I love these pics!! they are so so cute!! I especially love Pip's cute little teeth!!! Thank you for sharing!!


----------



## RatGirl_Red (Nov 26, 2012)

someday when my kids are grown and gone i might!!! I keep busy with my little zoo though and socializing enough with sugar gliders would be hard when trying to socialize all the other animals


----------



## TheGirls2012 (Jan 8, 2013)

LightningWolf said:


> Aw. I love Chloe.
> 
> Random question, so with Sugar glider breeding, are they like Pigeons that only stay with one mate their whole life or do they change mates? I'm just curious, I don't know much about Sugar gliders as you can tell, I just know they hate to live alone.

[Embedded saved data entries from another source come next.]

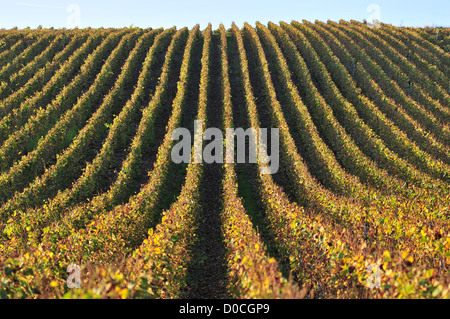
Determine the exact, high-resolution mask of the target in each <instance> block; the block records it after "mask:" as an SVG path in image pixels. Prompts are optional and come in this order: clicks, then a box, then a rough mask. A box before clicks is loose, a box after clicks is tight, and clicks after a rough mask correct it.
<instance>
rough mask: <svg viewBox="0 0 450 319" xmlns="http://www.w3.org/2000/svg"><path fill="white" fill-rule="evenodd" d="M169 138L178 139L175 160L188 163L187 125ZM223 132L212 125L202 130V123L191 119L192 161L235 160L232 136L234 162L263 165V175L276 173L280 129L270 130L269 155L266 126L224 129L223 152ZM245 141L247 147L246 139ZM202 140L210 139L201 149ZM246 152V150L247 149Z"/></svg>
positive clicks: (175, 153) (206, 161)
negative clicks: (224, 149) (258, 163)
mask: <svg viewBox="0 0 450 319" xmlns="http://www.w3.org/2000/svg"><path fill="white" fill-rule="evenodd" d="M171 136H172V140H180V139H181V140H180V141H179V142H178V143H176V144H175V145H174V146H173V148H172V152H171V157H172V161H173V162H174V163H177V164H179V163H182V162H183V163H190V161H191V158H192V153H191V152H192V137H191V132H190V131H189V130H188V129H187V128H183V127H179V128H176V129H175V130H174V131H173V132H172V135H171ZM223 138H224V134H223V133H222V131H221V130H220V129H218V128H215V127H210V128H208V129H206V130H205V131H203V122H202V121H201V120H196V121H194V146H193V149H194V156H193V160H194V163H203V162H205V163H208V164H211V163H224V161H225V163H235V139H236V141H237V148H236V151H237V152H236V157H237V161H236V162H237V163H246V160H247V159H246V157H247V156H246V155H247V154H248V163H257V161H258V160H259V162H260V163H261V164H262V167H261V173H262V174H275V173H276V172H278V168H279V129H278V128H271V129H270V144H269V145H270V154H269V153H268V152H267V149H268V142H269V140H268V130H267V129H266V128H260V129H258V130H256V129H255V128H252V127H251V128H248V129H246V130H244V129H242V128H227V129H226V132H225V138H226V147H225V152H224V141H223ZM247 140H248V149H247V147H246V144H247V143H246V142H247ZM203 141H210V142H209V143H208V144H206V145H205V147H204V148H203ZM247 151H248V152H247Z"/></svg>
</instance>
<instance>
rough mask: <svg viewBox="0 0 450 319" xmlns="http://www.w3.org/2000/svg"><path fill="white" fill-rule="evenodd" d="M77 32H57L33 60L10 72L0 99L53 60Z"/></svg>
mask: <svg viewBox="0 0 450 319" xmlns="http://www.w3.org/2000/svg"><path fill="white" fill-rule="evenodd" d="M73 37H75V34H68V35H67V36H66V34H59V35H58V34H56V36H55V38H54V39H53V41H51V43H50V44H49V45H48V46H47V48H45V50H43V51H42V52H41V53H40V54H37V55H36V56H34V57H33V60H32V61H31V62H30V63H28V64H27V65H26V66H24V67H23V68H22V69H20V70H17V71H16V72H15V73H14V74H10V76H9V77H8V78H7V83H8V85H7V86H6V87H5V88H2V90H1V91H0V99H4V98H5V97H7V96H9V95H11V94H12V93H13V92H15V91H17V89H18V88H20V87H22V86H23V85H24V84H25V83H27V82H28V80H29V79H30V78H32V77H33V76H34V75H35V74H36V72H38V71H39V70H40V69H42V68H43V67H45V65H46V64H47V63H48V62H49V61H52V60H53V58H54V57H55V56H56V55H57V54H58V53H60V52H61V51H62V50H64V49H65V41H68V43H70V41H72V40H73Z"/></svg>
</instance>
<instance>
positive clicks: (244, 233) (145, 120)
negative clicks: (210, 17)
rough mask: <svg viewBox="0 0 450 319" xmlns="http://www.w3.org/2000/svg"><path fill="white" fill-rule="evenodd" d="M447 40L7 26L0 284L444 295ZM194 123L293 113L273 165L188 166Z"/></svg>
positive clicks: (299, 296)
mask: <svg viewBox="0 0 450 319" xmlns="http://www.w3.org/2000/svg"><path fill="white" fill-rule="evenodd" d="M449 36H450V30H449V29H445V28H441V29H439V33H437V29H436V30H434V29H430V28H426V29H419V28H403V27H395V26H391V25H386V24H381V27H380V28H372V27H370V26H368V25H366V24H363V23H360V22H357V21H350V22H347V21H340V22H339V23H335V22H332V21H328V22H327V23H322V22H318V21H316V22H315V23H310V22H307V21H303V22H302V23H298V22H292V23H290V24H287V23H283V22H281V23H279V24H273V23H268V24H267V25H263V24H260V23H256V24H255V25H254V26H251V25H249V24H245V25H244V27H243V28H238V27H237V26H236V25H234V24H233V26H232V27H231V28H229V29H226V28H225V27H224V26H220V28H218V29H217V30H213V29H212V28H211V26H208V27H207V28H206V29H204V30H201V29H200V28H199V26H196V27H194V28H192V29H188V28H183V29H179V30H178V29H176V28H172V29H162V28H160V29H151V28H149V29H140V28H124V29H80V30H78V29H74V30H65V29H63V30H58V29H38V30H30V29H27V30H0V234H1V236H0V251H1V254H0V268H1V269H2V271H1V272H0V276H1V278H0V296H1V297H3V298H22V297H25V298H61V297H63V296H66V297H71V298H78V297H88V298H91V297H101V298H448V297H449V296H450V276H449V271H450V233H449V230H450V218H449V216H450V208H449V207H450V192H449V190H450V125H449V123H450V49H449V44H450V37H449ZM195 120H201V121H202V122H203V125H204V129H206V128H218V129H220V130H222V131H225V129H226V128H244V129H247V128H249V127H252V128H254V129H259V128H278V129H279V167H278V169H277V171H276V173H275V174H264V173H263V167H264V166H265V165H264V162H263V161H262V159H261V158H259V157H258V162H257V163H252V162H247V163H238V162H236V163H230V162H227V161H225V163H220V162H219V163H217V162H216V163H212V164H208V163H206V162H202V163H196V162H195V161H191V162H190V163H183V162H182V163H180V164H177V163H175V162H174V161H173V160H172V157H171V156H172V155H173V154H172V149H173V147H174V145H175V144H176V143H177V142H176V140H173V139H172V132H173V131H174V130H175V129H176V128H179V127H183V128H187V129H188V130H189V131H190V132H191V133H192V134H193V135H192V136H194V134H195V132H194V121H195ZM200 139H201V137H200ZM223 143H225V144H227V141H225V139H224V141H223ZM270 143H272V144H271V145H274V144H273V141H272V142H270ZM207 144H208V143H207V141H206V140H204V141H203V147H205V146H206V145H207ZM219 145H220V144H219ZM200 146H202V145H200ZM192 151H193V153H194V152H195V144H194V145H193V146H192ZM216 155H217V156H218V157H220V155H223V154H216ZM222 162H223V161H222ZM73 264H75V265H78V267H79V268H76V266H75V268H74V266H70V267H69V265H73ZM69 268H70V269H69ZM73 269H78V270H76V271H75V272H74V273H73V274H71V275H70V276H71V277H70V278H74V276H77V271H79V274H80V275H81V276H80V278H81V282H80V287H81V288H79V289H71V288H69V287H68V284H67V279H68V277H69V274H68V272H71V271H72V270H73Z"/></svg>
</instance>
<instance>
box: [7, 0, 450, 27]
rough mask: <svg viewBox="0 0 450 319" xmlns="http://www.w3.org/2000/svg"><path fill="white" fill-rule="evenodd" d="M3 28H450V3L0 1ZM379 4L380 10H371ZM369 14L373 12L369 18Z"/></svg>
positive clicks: (423, 2) (231, 1) (265, 1)
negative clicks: (295, 27) (398, 26)
mask: <svg viewBox="0 0 450 319" xmlns="http://www.w3.org/2000/svg"><path fill="white" fill-rule="evenodd" d="M0 3H1V9H0V28H5V29H10V28H13V27H18V28H20V29H22V28H26V27H31V28H36V27H37V26H39V25H42V26H43V27H46V28H47V27H55V28H64V27H71V26H73V25H78V24H79V26H80V27H81V28H85V27H93V28H97V27H105V28H106V27H128V26H130V25H133V26H137V27H142V28H147V27H152V28H156V27H165V28H167V27H172V26H176V27H177V28H181V27H185V26H187V27H192V26H194V25H195V24H197V23H199V24H200V26H201V27H202V28H204V27H206V25H207V24H208V22H211V23H212V25H213V28H217V27H218V26H219V24H221V23H223V24H224V25H225V26H226V27H229V26H230V25H231V22H235V23H236V24H237V25H238V26H242V25H243V23H244V22H248V23H250V24H252V25H254V23H255V21H259V22H261V23H267V22H268V21H272V22H275V23H278V22H279V21H285V22H290V21H291V20H297V21H301V20H302V19H305V20H308V21H311V22H314V21H315V20H320V21H327V20H333V21H339V20H340V19H344V20H351V19H354V20H358V21H362V20H363V19H367V20H369V21H370V20H371V17H374V16H377V15H379V17H380V20H381V21H382V22H385V23H390V24H393V25H397V26H418V27H423V26H433V25H437V26H450V1H449V0H427V1H411V0H410V1H407V0H400V1H395V0H359V1H356V0H340V1H339V0H338V1H332V0H278V1H273V0H272V1H269V0H221V1H213V0H172V1H170V0H158V1H154V0H148V1H143V0H128V1H115V0H110V1H103V0H100V1H98V0H97V1H96V0H90V1H88V0H78V1H77V0H8V1H5V0H0ZM372 4H375V5H376V7H374V6H371V7H370V5H372ZM368 9H371V10H369V12H368Z"/></svg>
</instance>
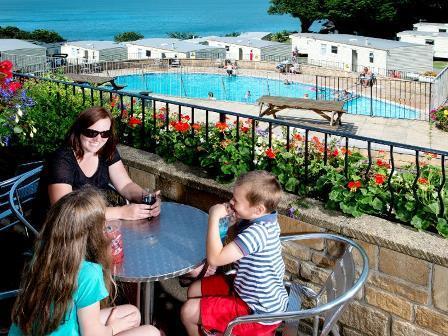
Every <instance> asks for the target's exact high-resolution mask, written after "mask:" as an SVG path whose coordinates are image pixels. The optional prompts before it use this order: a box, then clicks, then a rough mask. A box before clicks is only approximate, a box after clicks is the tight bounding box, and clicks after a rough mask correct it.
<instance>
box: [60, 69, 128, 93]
mask: <svg viewBox="0 0 448 336" xmlns="http://www.w3.org/2000/svg"><path fill="white" fill-rule="evenodd" d="M65 76H67V77H68V78H69V79H71V80H72V81H73V82H75V83H79V84H89V85H92V84H93V85H96V86H99V85H103V84H105V83H110V85H111V86H112V87H113V88H114V90H121V89H123V88H125V87H126V85H118V84H117V83H115V78H114V77H106V76H92V75H80V74H74V73H68V74H66V75H65Z"/></svg>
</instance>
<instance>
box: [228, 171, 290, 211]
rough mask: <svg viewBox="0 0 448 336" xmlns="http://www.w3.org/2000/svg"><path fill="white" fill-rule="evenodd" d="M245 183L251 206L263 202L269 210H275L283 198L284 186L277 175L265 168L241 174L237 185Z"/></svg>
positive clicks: (247, 194) (237, 183)
mask: <svg viewBox="0 0 448 336" xmlns="http://www.w3.org/2000/svg"><path fill="white" fill-rule="evenodd" d="M242 185H244V186H245V187H246V188H247V189H246V191H247V194H246V199H247V200H248V202H249V204H250V206H254V205H258V204H263V205H264V207H265V208H266V210H267V211H268V212H272V211H274V210H275V209H276V208H277V206H278V203H279V202H280V200H281V198H282V194H283V192H282V187H281V185H280V183H279V182H278V180H277V178H276V177H275V175H273V174H271V173H268V172H267V171H264V170H254V171H250V172H248V173H245V174H243V175H240V176H239V177H238V178H237V180H236V182H235V187H240V186H242Z"/></svg>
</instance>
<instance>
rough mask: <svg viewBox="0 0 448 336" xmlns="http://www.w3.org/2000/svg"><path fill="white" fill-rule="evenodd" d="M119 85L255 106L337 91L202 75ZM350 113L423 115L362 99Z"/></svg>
mask: <svg viewBox="0 0 448 336" xmlns="http://www.w3.org/2000/svg"><path fill="white" fill-rule="evenodd" d="M116 83H117V84H120V85H126V91H131V92H140V91H149V92H152V93H157V94H163V95H169V96H178V97H189V98H205V99H207V98H209V94H210V93H212V94H213V99H217V100H230V101H237V102H245V103H254V102H255V101H256V100H257V99H258V98H259V97H261V96H262V95H271V96H286V97H296V98H303V97H304V96H305V95H308V97H309V98H310V99H316V96H317V98H318V99H334V90H333V89H329V88H323V87H320V88H318V89H317V94H316V88H315V87H314V86H312V85H308V84H302V83H293V82H291V83H290V84H289V85H285V84H284V82H283V81H281V80H275V79H267V78H261V77H249V76H230V77H229V76H226V75H218V74H202V73H199V74H197V73H195V74H191V73H147V74H142V75H126V76H118V77H117V79H116ZM344 108H345V109H346V110H347V111H348V113H352V114H361V115H372V116H378V117H387V118H404V119H417V118H418V116H419V111H417V110H415V109H411V108H409V107H406V106H404V105H400V104H396V103H393V102H390V101H385V100H379V99H374V98H372V99H371V98H369V97H366V96H359V97H357V98H355V99H352V100H350V101H347V102H346V103H345V105H344Z"/></svg>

Sorry I didn't get back to you. I really never check here anymore. But to answer your question, it's really up to the breeder. I, personally, wouldn't separate a bonded pair, but I do know breeders that do. Some switch pairs all the time, to breed for different color variations. I think it's sad, though, because they do bond with their mates.


----------



## PandaCobain (Apr 27, 2013)

Ohmygoodness. They're all so pretty! I especially love Chloe. She's beautiful! We have one named Bindi and she's a hoot!


----------



## 3 ratties (Apr 6, 2013)

I don't have any knowledge about sugar gliders, but yours are beautiful and sounds like your having fun with the little joeys!


----------



## RosesRufflesandRats (Apr 25, 2013)

I always wanted a sugar glider! Why are they illegal in some places though, I wonder?


----------



## RattieLover1331 (May 21, 2013)

I've always wanted a Sugar Glider!

But I have to have a permit for it to be legal to own one where I live..sigh..


----------